0
votes

In each article it is written that make_shared is more efficient, than shared_ptr<T>(new T), because of one memory allocation not two. But I try this code:

#include <cstdio>
#include <ctime>

#include <memory>
#include <vector>

static const size_t N = 1L << 25;

int main(void) {

    clock_t start = clock();
        for ( size_t rcx = 0; rcx < N; rcx++ ) {
            auto tmp = std::shared_ptr<std::vector<size_t>>( new std::vector<size_t>( 1024 ) );
        }
    clock_t end = clock();
    printf("shared_ptr with new: %lf\n", ((double)end - start) / CLOCKS_PER_SEC);

    start = clock();
        for ( size_t rcx = 0; rcx < N; rcx++ ) {
            auto tmp = std::make_shared<std::vector<size_t>>( 1024 );
        }
    end = clock();
    printf("make_shared: %lf\n", ((double)end - start) / CLOCKS_PER_SEC);

    return 0;
}

compile with:

g++ --std=c++14 -O2 test.cpp -o test

and got this result:

shared_ptr with new: 10.502945

make_shared: 18.581738

Same for boost::shared_ptr:

shared_ptr with new: 10.778537

make_shared: 18.962444

This question has answer about LLVM's libc++ is broken, but I use libstdc++ from GNU. So, why is make_shared slower?

P.S. With -O3 optimization got this result:

shared_ptr with new: 5.482464

make_shared: 4.249722

same for boost::shared_ptr.

2
"more efficient" not always mean "faster".Zefick
I run your code and make_shared was faster with both -O2 and -O3 on a Linux server. What is your architecture, OS, and version of GCC, libstdc++, and glibc?Daniel Langr
With msvc make_shared is also faster. I get shared_ptr with new: 12.624000 make_shared: 10.969000 release/x64/cl version 19.23.28106.4 --- with release/x86 it's even faster: shared_ptr with new: 10.610000 make_shared: 7.620000churill
Shared with new is slower quick-bench.com/Ih7HfLwsYmhJpBW-Lu8VDrDO8Y4S.M.
Have you tried letting the make_shared loop run before the new loop?xskxzr

2 Answers

0
votes

Running a program on one computer and measure the execution time does not give any information about the program performance in general but only on your device under the actual conditions. There are dependencies on for example your os, compiler, other programs running on your device, library versions and even your user-name.
Since your program does access the main memory, it is possible that in your special case program is structured in a way so that it is more "fast" to access the memory. But it could of course be that if you terminate or start other software, change your user or the os restructures main-memory the "performance" looks total different.
So if you want credible data you should run the program at least on different devices and under different conditions. But I would recommend you to take a look at "profiler"-software.

0
votes

On your platform, std::vector likely has an optimization in its allocator. Remember, you actually have three possible allocations here, not two. There's the shared control object, the vector object itself, and the space for the initial 1,024 size_t objects.

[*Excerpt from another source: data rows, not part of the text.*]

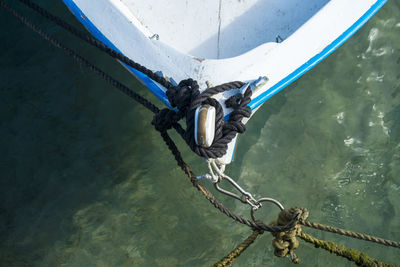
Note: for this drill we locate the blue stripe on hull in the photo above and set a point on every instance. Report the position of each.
(256, 102)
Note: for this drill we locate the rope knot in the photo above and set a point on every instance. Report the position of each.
(181, 96)
(285, 242)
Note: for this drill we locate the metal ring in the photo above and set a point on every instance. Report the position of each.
(266, 199)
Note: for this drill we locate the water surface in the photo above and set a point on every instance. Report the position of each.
(86, 181)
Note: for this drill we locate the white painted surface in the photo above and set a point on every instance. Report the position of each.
(223, 40)
(306, 38)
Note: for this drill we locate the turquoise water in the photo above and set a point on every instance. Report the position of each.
(86, 181)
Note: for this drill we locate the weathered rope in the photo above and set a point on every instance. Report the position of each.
(171, 145)
(356, 256)
(296, 217)
(285, 243)
(234, 254)
(186, 97)
(348, 233)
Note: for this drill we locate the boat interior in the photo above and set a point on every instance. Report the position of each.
(217, 29)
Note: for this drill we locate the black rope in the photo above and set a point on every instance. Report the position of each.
(171, 145)
(186, 97)
(96, 43)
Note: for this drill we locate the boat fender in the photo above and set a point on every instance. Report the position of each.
(204, 125)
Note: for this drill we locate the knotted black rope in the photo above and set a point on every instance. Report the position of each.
(240, 110)
(181, 97)
(186, 97)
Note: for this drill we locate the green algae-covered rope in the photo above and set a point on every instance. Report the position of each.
(352, 234)
(231, 257)
(356, 256)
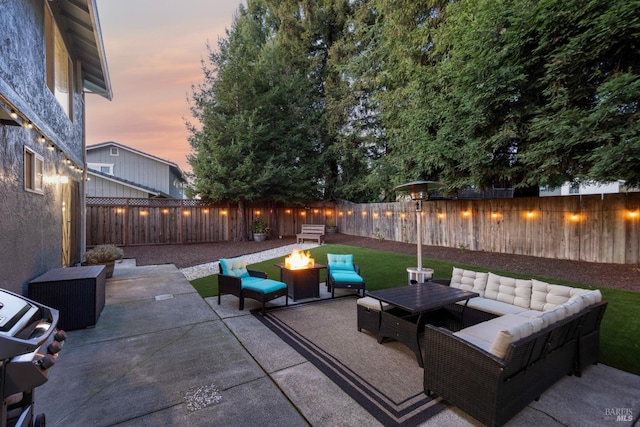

By using make_shared, you lose the opportunity to take advantage of that optimization because the shared control structure and the vector get created at the same time. This is an unusual edge case and you will probably find that you don't see this with other objects and other usage patterns.

The effect you're seeing is likely quite fragile. You may not see it with other libraries, on other platforms, with other objects, with other vector sizes, and so on.

You've found one weird edge case where the usual advice happens to produce slightly slower results.